How could a “slice” with 800 MB of RAM run out of memory and start swapping when all it was trying to do was run an HTTP server and a scripting language interpreter? Only a dinosaur would use SQL as a query language. Much better to pull entire tables into Ruby, the most beautiful computer language ever designed, and filter down to the desired rows using Ruby and its “ActiveRecord” facility.
Not helping matters was the fact that the sysadmins found some public pages that went into MySQL 1500 times with 1500 separate queries (instead of one query returning 1500 rows).
In reviewing email traffic, I noticed much discussion of “mongrels” being restarted. I never did figure out what those were for.
As the MIT-trained software engineer had never produced any design documentation, I could not criticize his system design. However, I suggested naively that a site with 12.5 GB of data required to produce customer pages would need a server with at least 12.5 GB of RAM ($500 retail for the DIMMs?). In the event that different customers wanted to look at different categories of products, it would not be sufficient to have clever indices or optimized queries. Every time the server needed to go to disk it was going to be 100,000 times slower than pulling data from RAM.

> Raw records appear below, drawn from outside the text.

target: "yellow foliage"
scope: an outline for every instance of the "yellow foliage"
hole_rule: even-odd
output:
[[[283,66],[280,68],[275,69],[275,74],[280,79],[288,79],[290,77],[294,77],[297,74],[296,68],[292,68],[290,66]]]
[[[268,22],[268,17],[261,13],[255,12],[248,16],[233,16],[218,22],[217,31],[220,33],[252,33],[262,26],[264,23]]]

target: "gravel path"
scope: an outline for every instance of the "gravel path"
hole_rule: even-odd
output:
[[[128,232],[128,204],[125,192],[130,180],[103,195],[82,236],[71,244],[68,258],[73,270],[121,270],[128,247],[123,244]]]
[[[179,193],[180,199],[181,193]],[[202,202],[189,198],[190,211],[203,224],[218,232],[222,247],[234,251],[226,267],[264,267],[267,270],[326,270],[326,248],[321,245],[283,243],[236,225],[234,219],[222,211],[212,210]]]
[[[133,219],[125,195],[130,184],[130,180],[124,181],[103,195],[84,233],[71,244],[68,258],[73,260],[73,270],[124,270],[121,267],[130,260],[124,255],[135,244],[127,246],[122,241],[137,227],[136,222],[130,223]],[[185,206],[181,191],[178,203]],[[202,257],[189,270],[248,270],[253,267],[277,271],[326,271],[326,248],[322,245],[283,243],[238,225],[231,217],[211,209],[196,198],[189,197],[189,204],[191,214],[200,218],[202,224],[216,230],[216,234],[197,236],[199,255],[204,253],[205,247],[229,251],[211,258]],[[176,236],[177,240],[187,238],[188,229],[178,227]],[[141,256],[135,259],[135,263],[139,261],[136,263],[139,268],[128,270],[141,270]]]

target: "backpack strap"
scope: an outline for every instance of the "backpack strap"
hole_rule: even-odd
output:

My Caveman Oracle/Lisp programmer solution: 2U Dell server with 32 GB of RAM and two disk drives mirrored. No virtualization. MySQL and Ruby on Rails running as simultaneous processes in the same Linux. Configure the system with no swap file so that it will use all of its spare RAM as file system cache (we tore our hair out at photo.net trying to figure out why a Linux machine with 12 GB of RAM, bought specifically to serve JPEGs, would only use about 1/3rd for file system cache; it stumped all of the smartest sysadmins and the answer turned out to be removing the swap file). Park at local ISP and require that the programmer at least document enough of the system that the ISP’s sysadmin can install it. If usage grows to massive levels, add some front-end machines and migrate the Ruby on Rails processes to those.
What am I missing? To my inexperienced untrained-in-the-ways-of-Ruby mind, it would seem that enough RAM to hold the required data is more important than a “mongrel”. Can it be that simple to rescue my friend’s site?
[August 2009 update: The site has been running for a couple of months on its own cheapo Dell pizza box server with 16 GB of RAM. The performance problems that the Ruby on Rails experts had been chasing for months disappeared and the site is now responsive.]
[March 2010 update: My friend is now in discussions with some large companies interested in using his technology or service. Andrew Grumet and I published “Software Design Review” as a result of this experience.]